Comment by cschep

1 year ago

How would we train it? Don't we need it to understand the heaps and heaps of data we already have "tokenized" e.g. the internet? Written words for humans? Genuinely curious how we could approach it differently?

12 comments

cschep

skylerwiernik 1 year ago

Couldn't we just make every human readable character a token?

OpenAI's tokenizer makes "chess" "ch" and "ess". We could just make it into "c" "h" "e" "s" "s"

cco 1 year ago
We can, tokenization is literally just to maximize resources and provide as much "space" as possible in the context window.
There is no advantage to tokenization, it just helps solve limitations in context windows and training.
- TZubiri 1 year ago
  
  I like this explanation
taeric 1 year ago
This is just more tokens? And probably requires the model to learn about common groups.
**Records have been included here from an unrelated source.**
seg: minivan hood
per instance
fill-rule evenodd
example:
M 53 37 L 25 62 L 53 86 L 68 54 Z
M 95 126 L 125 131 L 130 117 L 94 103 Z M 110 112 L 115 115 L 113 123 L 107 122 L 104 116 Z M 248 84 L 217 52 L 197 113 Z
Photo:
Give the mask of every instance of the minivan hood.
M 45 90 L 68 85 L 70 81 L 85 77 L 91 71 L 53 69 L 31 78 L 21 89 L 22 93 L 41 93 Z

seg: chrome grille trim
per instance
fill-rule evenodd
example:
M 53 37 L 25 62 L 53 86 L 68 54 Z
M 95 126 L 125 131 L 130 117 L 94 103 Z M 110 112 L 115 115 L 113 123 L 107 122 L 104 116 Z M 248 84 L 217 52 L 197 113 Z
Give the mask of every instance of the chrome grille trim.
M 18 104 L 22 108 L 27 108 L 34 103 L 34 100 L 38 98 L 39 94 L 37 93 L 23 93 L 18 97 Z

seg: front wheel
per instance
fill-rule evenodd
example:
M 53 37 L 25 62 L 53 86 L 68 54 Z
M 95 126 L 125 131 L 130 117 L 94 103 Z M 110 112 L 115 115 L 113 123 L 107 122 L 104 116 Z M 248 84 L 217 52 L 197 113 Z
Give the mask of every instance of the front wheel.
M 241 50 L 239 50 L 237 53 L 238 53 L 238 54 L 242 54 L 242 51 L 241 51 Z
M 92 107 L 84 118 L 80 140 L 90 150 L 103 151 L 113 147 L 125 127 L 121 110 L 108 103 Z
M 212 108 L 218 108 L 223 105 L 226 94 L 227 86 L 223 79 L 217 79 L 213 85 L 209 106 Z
Consider, "ess" makes sense to see as a group. "Wss" does not.
That is, the groups are encoding something the model doesn't have to learn.
This is not much astray from "sight words" we teach kids.
- Hendrikto 1 year ago
  
  No, actually much fewer tokens. 256 tokens cover all bytes. See the ByT5 paper: https://arxiv.org/abs/2105.13626
  
  2 replies →
- TZubiri 1 year ago
  
  This is just more tokens?
  Yup. Just let the actual ML git gud
  
  2 replies →
tchalla 1 year ago

aka Character Language Models which have existed for a while now.

viraptor 1 year ago

That's not what tokenized means here. Parent is asking to provide the model with separate characters rather than tokens, i.e. groups of characters.